Under terms of the deal, IBM will pay $10.50 in cash for each outstanding share of Rational stock, a 29 percent premium over Thursday’s closing price. The deal is expected to close in the first half of 2003.
Rational makes development tools that are used to customize software running a host of devices, ranging from mobile phones and routers to cars.
IBM said the acquisition is part of its larger strategy to create a market for what it calls on-demand computing. Rational will become a division of the IBM software group, alongside WebSphere, Lotus, Tivoli and DB2.
IBM Software Group vice president Steve Mills said both the software industry and customers are "demanding software that is based on open industry standards and enables integration. This is an important aspect of IBM's On Demand strategy."
IBM said it is already a Rational user and that 98 of the top 100 companies in the United States also use the company's products.

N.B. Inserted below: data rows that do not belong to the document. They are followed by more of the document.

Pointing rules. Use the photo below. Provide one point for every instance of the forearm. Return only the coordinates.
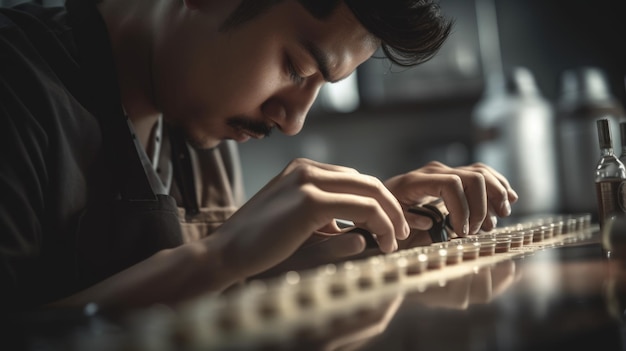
(168, 276)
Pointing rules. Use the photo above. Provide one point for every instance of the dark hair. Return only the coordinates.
(410, 31)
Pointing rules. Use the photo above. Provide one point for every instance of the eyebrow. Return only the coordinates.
(321, 58)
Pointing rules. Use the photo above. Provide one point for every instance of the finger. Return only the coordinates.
(511, 193)
(418, 222)
(363, 210)
(363, 186)
(475, 188)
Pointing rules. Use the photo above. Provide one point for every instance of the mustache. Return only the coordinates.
(250, 125)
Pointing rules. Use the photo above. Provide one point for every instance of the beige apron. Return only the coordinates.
(210, 192)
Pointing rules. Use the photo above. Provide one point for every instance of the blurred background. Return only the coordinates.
(518, 86)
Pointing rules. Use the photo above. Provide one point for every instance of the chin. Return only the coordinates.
(202, 142)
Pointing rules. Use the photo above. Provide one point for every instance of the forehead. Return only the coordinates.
(340, 37)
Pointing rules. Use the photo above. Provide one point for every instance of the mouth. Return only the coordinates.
(243, 135)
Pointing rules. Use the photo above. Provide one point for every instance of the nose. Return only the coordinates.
(288, 108)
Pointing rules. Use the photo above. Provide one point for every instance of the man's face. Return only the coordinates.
(260, 75)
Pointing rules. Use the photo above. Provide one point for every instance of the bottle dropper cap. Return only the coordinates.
(604, 135)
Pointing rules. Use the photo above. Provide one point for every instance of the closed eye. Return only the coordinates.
(293, 73)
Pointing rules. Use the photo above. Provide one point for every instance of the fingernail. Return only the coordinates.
(407, 230)
(506, 208)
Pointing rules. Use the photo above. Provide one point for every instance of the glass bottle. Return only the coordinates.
(610, 176)
(622, 129)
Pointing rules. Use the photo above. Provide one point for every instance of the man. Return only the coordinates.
(118, 120)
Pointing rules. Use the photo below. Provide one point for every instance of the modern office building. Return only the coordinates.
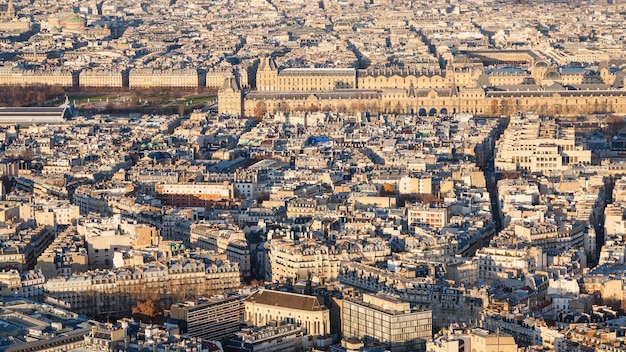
(381, 318)
(211, 318)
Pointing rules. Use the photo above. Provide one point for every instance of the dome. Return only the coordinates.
(552, 75)
(76, 19)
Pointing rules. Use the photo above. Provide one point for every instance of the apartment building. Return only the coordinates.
(381, 318)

IDC has predicted that the potential market for application development software will be worth $9 billion this year and will reach $15 billion within four years.
Sum and Parts
The purchase of Rational follows IBM's acquisitions of two privately held software concerns earlier this fall. The tech giant bought security management firm Access360 to boost its Tivoli line of products, and it grabbed business process modeling company Holosofx to beef up its WebSphere offerings.
Forrester Research analyst Nate Root told the E-Commerce Times that although all of IBM's purchases make sense, challenges remain when it comes to bringing them together into a market force.
"I think most customers still wonder about the big picture and how it all fits," Root said. "IBM has some big integration challenges ahead but seems to have a blueprint for making it work."
Buying and Selling
Big Blue's software-buying spree follows its earlier purchases in the consulting space. The company acquired PwC's consulting division in July for $3.5 billion and bought Internet consultancy Mainspring for $80 million.
The latest buying will be offset at least in part by IBM's sale of its hard disk drive business to Hitachi for just over $2 billion.